Beef Rendang – Indonesian instructions
- In a wok, put a bit of oil and put the beef, cook just to coat them and set aside (less then 5minutes).
- In the same wok, pour the blends ingredients. You dont really need oil (but I used it) as you have mix this with the blends in low heat. No more then 5minutes..
- Add the beef into the wok, coat all the beef and stir fry for another 5-10 minutes medium heat, till you can see the oil separated a bit. Put all the leaves and lemongrass..
- Pour the light (800ml) coconut milk. Add the sugar, white pepper and knorr, a bit of salt (you can always add later, I only put 1/2 tsp) Put the heat up to medium and keep stirring till bubbling. This takes me about 20 minutes. When it bubble. Stop. Add the sachet if using, tamarind water, stirred. Turn off..
- Transfer in caserole dish (or slowcooker) closed and Oven 180c for about 2:30 hours (or until you think the beef is tender)..
- Stirred and Check if it change colour and the liquid drop n thicker. Add the 400 thick coconut milk. Stirred.
- Transfer it to wok, in medium heat. Stirred ccasionally every 15-20 minutes till it thicken (I used timer and did this for about 2 hours). Turn the heat off and leave it overnight. It will change its tekstur in the morning..
- This is how it look in the morning. We start the process again. Medium heat, for 20 minutes. You can see the oil separated and start bubbling. You need to keep an eye and keep stirring..

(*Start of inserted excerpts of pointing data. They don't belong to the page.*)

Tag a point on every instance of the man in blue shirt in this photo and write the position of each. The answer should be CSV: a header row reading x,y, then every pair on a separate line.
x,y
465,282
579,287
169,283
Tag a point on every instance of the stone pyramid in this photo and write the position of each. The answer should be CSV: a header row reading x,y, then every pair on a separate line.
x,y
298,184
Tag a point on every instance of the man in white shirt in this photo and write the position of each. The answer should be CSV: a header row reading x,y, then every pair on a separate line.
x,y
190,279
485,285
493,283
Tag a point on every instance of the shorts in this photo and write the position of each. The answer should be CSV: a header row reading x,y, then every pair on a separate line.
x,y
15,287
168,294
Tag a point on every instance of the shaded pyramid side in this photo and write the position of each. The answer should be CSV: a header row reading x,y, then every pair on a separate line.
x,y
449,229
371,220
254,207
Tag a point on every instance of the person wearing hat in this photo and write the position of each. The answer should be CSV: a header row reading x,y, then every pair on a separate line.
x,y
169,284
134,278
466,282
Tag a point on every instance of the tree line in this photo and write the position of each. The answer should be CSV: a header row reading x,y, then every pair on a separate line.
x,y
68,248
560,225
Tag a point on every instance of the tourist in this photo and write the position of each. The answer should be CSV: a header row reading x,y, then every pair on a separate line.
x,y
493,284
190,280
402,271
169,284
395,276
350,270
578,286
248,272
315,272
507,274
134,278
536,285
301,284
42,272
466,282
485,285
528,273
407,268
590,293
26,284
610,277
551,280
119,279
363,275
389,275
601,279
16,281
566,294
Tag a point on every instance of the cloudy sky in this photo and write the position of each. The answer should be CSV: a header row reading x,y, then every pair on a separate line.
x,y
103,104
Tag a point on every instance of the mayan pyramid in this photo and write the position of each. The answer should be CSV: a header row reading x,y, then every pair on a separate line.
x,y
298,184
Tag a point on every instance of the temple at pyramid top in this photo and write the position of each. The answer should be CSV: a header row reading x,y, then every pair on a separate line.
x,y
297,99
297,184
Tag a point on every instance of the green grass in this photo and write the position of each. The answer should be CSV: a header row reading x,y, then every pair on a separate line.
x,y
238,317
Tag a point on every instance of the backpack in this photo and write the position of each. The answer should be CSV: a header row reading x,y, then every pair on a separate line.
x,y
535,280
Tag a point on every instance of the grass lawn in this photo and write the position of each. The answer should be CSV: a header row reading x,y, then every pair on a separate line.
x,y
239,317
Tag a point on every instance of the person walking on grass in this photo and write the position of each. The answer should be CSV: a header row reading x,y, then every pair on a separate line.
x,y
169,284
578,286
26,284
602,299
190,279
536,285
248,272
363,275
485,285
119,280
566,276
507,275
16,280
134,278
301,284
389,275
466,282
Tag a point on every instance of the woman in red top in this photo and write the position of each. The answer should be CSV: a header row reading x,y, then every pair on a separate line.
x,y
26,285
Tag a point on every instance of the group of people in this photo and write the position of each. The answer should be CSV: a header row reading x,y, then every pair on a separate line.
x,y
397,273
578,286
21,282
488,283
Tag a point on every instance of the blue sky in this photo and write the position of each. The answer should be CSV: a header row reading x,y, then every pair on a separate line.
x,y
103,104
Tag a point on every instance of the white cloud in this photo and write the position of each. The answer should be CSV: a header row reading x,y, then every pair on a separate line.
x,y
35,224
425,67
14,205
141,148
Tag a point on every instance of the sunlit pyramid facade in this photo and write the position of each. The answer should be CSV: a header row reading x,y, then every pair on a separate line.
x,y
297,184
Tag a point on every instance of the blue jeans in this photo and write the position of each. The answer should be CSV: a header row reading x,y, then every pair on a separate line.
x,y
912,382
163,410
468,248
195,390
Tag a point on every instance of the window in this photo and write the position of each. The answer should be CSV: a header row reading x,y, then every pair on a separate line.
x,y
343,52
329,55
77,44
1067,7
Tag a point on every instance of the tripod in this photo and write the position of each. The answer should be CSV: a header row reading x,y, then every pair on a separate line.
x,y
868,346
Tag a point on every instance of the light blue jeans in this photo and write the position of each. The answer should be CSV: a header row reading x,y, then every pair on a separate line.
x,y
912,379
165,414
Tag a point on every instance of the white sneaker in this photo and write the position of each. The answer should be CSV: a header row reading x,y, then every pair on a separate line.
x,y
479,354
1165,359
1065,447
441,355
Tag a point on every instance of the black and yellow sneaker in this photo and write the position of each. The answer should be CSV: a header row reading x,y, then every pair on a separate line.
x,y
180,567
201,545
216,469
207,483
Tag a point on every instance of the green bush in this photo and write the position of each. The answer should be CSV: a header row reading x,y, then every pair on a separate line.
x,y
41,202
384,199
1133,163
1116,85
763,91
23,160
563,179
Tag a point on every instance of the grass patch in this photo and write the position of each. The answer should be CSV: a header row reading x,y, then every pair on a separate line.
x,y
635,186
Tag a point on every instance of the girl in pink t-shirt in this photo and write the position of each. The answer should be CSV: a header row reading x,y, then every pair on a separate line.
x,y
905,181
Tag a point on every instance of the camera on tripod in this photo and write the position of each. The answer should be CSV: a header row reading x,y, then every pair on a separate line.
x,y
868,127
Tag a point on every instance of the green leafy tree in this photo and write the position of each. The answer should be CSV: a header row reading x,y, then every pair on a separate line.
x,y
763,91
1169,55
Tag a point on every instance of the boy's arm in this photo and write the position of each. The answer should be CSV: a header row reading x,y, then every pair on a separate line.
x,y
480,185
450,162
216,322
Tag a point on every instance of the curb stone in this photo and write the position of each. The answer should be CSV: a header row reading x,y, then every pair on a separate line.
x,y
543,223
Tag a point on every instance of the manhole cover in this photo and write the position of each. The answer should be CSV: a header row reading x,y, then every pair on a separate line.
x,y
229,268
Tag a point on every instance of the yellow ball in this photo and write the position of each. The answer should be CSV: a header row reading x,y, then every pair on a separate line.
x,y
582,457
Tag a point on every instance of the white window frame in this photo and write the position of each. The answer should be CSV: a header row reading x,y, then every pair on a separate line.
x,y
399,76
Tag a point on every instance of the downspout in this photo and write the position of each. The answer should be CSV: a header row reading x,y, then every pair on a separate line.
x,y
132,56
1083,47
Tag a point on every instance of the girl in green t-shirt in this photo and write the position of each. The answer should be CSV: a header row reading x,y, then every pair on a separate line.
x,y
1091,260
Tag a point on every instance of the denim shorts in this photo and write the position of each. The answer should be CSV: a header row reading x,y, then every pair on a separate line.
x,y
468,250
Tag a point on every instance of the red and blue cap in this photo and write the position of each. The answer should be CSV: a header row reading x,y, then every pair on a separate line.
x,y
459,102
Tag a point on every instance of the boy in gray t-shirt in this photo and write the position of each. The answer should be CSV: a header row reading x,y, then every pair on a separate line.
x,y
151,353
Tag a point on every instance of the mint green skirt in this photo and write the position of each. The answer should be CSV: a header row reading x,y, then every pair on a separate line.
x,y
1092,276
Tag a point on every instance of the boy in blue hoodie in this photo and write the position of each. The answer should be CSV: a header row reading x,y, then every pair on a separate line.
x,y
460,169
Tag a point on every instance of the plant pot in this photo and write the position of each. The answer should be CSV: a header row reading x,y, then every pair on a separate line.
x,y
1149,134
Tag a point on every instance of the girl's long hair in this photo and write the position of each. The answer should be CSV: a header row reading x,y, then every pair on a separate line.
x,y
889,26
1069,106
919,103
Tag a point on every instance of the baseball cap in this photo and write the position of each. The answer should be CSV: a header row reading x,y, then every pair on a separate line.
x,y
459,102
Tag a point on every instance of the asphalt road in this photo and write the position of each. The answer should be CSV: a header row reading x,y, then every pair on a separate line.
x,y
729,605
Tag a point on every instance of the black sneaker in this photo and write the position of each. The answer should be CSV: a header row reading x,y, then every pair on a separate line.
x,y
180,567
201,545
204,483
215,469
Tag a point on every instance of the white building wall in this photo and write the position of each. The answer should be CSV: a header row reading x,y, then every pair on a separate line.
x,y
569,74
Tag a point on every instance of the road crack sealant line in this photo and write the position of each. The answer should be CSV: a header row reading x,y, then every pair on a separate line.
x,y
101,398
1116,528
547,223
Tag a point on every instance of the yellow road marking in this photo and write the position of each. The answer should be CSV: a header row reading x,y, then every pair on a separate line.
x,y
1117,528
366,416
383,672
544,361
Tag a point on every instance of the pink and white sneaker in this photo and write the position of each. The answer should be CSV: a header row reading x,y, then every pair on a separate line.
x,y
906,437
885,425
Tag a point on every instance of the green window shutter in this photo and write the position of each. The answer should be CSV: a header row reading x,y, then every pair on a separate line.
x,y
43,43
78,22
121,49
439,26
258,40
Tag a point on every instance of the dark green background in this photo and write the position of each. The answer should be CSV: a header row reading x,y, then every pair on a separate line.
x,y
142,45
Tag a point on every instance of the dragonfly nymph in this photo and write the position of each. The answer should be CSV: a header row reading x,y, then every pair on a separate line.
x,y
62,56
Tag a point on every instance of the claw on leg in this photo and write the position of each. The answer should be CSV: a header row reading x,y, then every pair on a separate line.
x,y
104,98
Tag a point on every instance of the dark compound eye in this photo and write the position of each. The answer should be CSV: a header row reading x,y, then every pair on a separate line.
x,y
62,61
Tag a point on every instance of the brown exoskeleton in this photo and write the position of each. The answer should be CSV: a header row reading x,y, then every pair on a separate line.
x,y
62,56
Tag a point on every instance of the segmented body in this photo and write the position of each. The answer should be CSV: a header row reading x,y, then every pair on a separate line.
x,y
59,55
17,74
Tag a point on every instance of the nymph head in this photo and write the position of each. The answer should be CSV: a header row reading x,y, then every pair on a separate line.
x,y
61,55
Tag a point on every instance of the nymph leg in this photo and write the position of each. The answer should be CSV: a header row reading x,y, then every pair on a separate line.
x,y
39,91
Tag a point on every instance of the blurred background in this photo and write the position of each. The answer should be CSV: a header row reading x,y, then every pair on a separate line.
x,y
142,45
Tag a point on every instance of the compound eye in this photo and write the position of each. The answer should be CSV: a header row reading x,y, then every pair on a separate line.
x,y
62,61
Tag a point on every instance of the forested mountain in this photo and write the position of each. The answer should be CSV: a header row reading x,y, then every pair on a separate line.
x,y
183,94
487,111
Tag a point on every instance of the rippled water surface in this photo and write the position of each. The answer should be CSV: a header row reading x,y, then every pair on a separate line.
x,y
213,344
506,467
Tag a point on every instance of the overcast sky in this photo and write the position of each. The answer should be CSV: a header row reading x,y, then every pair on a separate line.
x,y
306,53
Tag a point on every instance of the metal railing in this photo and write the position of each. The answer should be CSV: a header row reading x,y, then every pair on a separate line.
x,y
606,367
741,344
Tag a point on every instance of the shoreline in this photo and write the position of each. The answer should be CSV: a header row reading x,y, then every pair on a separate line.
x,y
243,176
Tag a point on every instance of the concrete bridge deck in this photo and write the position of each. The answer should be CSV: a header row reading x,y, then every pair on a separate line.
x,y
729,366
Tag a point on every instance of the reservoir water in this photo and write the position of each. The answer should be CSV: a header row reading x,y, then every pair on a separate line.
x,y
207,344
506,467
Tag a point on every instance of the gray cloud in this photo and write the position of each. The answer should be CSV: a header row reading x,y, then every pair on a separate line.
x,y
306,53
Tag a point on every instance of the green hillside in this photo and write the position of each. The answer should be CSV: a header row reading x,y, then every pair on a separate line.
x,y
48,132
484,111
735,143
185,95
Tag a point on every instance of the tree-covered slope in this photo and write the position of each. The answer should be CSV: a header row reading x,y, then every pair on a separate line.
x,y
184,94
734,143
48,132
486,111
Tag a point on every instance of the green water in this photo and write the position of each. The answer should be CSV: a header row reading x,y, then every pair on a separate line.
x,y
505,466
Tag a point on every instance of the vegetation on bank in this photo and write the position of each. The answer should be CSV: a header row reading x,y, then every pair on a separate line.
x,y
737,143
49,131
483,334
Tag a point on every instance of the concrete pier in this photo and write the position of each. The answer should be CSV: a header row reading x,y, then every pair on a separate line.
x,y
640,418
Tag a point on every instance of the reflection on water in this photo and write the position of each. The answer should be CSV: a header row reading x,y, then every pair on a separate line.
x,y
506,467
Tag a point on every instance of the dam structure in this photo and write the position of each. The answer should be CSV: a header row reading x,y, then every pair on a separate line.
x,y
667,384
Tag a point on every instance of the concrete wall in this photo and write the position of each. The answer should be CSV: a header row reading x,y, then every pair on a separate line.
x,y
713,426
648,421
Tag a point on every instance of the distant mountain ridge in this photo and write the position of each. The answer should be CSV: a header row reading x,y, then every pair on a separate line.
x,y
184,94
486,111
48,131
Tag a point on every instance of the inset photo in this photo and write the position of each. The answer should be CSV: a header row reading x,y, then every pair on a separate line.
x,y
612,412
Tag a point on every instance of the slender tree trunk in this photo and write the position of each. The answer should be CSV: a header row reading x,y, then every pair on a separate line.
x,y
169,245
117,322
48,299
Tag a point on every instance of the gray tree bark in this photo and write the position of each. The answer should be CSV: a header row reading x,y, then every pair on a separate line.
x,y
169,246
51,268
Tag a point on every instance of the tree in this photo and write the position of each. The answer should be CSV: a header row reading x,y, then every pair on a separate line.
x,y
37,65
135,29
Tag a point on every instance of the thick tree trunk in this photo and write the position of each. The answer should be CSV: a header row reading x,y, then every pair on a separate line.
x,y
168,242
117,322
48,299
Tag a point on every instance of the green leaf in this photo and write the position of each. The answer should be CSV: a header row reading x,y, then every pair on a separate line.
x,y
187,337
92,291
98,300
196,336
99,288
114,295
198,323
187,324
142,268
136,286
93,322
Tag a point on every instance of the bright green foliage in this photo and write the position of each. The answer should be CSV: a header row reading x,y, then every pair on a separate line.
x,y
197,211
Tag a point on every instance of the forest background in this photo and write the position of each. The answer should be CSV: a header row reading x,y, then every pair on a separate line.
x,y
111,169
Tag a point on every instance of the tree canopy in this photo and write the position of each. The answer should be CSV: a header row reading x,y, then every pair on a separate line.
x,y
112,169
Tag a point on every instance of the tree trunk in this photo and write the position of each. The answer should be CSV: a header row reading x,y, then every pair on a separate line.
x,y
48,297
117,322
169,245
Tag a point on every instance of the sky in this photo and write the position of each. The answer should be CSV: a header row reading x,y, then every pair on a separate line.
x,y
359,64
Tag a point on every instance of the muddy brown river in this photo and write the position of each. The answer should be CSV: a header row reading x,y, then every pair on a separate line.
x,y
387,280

- You need to stir by scratching it from bottom, so it wont stick. when you see the bubble, you need to keep stirring every 5 minutes as otherwise the bottom will stick. (I always feel excited here as I know it almost finish!). It takes me about 20 minutes..
- After about total 40 minutes, this is how it looks like,I called it Rendang Jawa:) and this is how we usually enjoy. The real Padang rendang will take way longer to cook, and all the coconut will actually be a bit dry and stick to the meat (amazing!!). The choice is yours! I cant wait that long! Lol! Make sure you reheat everyday, if you have left over so the taste get better and better ;).
- The rendang sauce can be stored in fridge for about a week, it can be used to make nasi goreng (like Gordon Ramsay did – but I dont used kecap manis). I will post next time! Sooo delicious to be add on top of your tempe, omelet or fried egg. We can also use as sandwhich filler! The option is endless..
Indonesian Beef Rendang: Indonesian Rendang has been voted as the most flavorful and delicious food on the planet several times. It also comes in many variants. Voted the most delicious food in the world, this Indonesian/Malaysian beef curry is one of the most complex flavoured dishes I've ever made. Beef rendang is everything that a stew should be. It has a thick and well textured sauce, a warm color and all the savory goodness that makes you want to pour the sauce all over your rice to make the.